Visualizing Attention Patterns
import circuitsvis as cv
# Get attention patterns from a model
_, cache = model.run_with_cache(tokens)
attention_pattern = cache["pattern", layer_idx] # (batch, n_heads, seq_q, seq_k)
# Visualize
cv.attention.attention_patterns(
tokens=model.to_str_tokens(tokens),
attention=attention_pattern[0], # First batch item
)
Different heads learn different patterns:
- Previous token heads: Look at position i-1
- Induction heads: Look for pattern matching
- Positional heads: Fixed positional patterns
Capstone Connection
Attention and sycophancy:
Attention patterns reveal what the model "looks at" when generating:
# When generating a response to "What do you think about X?"
# Where does the model attend?
# Sycophantic model might:
# - Strongly attend to sentiment words from user
# - Attend to "you think" more than factual context
# Honest model might:
# - Attend more to factual claims
# - Balance attention between user query and context
In Chapter 1.2, you'll use TransformerLens to inspect these patterns.
🎓 Tyla's Exercise
Why do we divide by $\sqrt{d_k}$? (Hint: What's the variance of $Q \cdot K$ if Q and K have unit variance?)
Prove that attention is permutation-equivariant: if we permute the input, the output gets permuted the same way.
Multi-head attention with n_heads=1 and d_head=d_model is equivalent to single-head attention.
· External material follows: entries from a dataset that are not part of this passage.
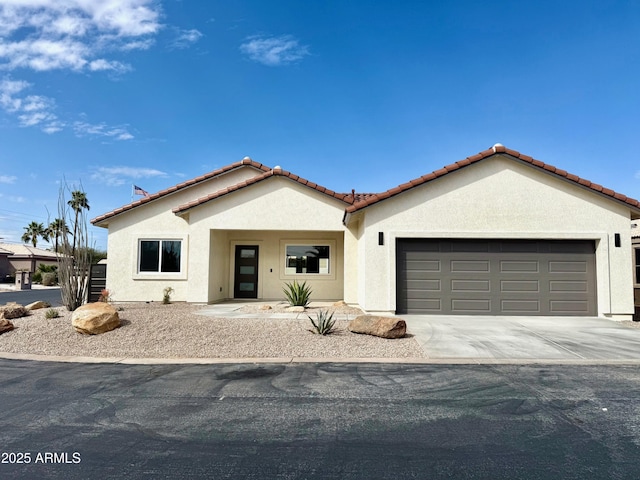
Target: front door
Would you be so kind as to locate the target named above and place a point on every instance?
(245, 284)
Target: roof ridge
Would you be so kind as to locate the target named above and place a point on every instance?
(276, 171)
(495, 150)
(246, 161)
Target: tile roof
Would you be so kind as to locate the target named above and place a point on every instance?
(497, 149)
(244, 162)
(348, 198)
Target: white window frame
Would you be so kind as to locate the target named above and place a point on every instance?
(159, 271)
(288, 270)
(636, 264)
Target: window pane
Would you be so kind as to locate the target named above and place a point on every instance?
(307, 259)
(149, 257)
(171, 256)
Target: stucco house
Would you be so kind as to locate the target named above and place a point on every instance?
(14, 257)
(496, 233)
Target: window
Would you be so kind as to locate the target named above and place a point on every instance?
(160, 256)
(307, 259)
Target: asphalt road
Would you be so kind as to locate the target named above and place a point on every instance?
(25, 297)
(318, 421)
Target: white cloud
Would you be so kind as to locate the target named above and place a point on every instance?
(8, 179)
(114, 176)
(186, 38)
(274, 51)
(31, 110)
(83, 129)
(73, 34)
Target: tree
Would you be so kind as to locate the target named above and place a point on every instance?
(55, 230)
(77, 203)
(73, 270)
(33, 231)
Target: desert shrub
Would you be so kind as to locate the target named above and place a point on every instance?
(105, 296)
(166, 295)
(49, 279)
(323, 324)
(298, 294)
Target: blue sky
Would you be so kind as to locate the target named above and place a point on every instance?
(349, 94)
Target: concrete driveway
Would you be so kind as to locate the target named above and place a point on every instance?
(524, 338)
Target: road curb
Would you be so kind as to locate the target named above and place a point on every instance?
(293, 360)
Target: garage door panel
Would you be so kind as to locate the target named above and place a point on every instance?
(559, 286)
(470, 285)
(521, 307)
(429, 305)
(520, 286)
(567, 267)
(563, 307)
(467, 305)
(459, 266)
(519, 266)
(426, 285)
(496, 277)
(423, 265)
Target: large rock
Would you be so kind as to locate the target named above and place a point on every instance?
(385, 327)
(37, 305)
(94, 318)
(12, 310)
(5, 326)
What's the benefit of multiple smaller heads?
💻 Aaliyah's Exercise
Implement attention from scratch:
def manual_attention(Q, K, V, mask=None):
"""
Q: (batch, n_heads, seq_q, d_head)
K: (batch, n_heads, seq_k, d_head)
V: (batch, n_heads, seq_k, d_head)
mask: optional (seq_q, seq_k) or (batch, n_heads, seq_q, seq_k)
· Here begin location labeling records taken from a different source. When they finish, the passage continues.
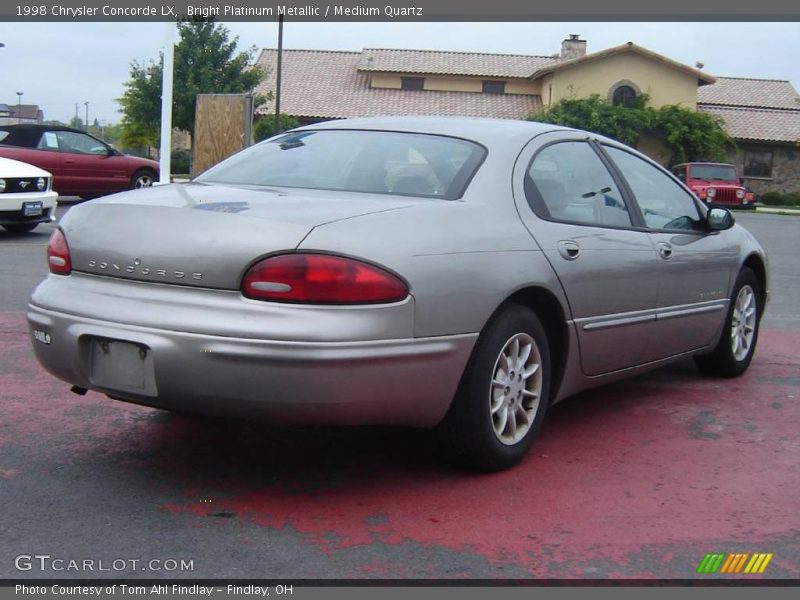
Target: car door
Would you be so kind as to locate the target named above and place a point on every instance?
(48, 157)
(695, 265)
(90, 165)
(575, 209)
Returns: (batch, n_heads, seq_q, d_head)
"""
pass
# Verify against PyTorch's F.scaled_dot_product_attention
📚 Maneesha's Reflection
The attention mechanism can be viewed as a "soft database lookup." Q is the query, K is the key, V is the value. How does this analogy help or hurt understanding?
Attention lets every position see every other position. What's the computational cost? When might this be a problem?
Human attention is selective and limited. Machine attention is (by default) complete. What are the implications for how these systems process information?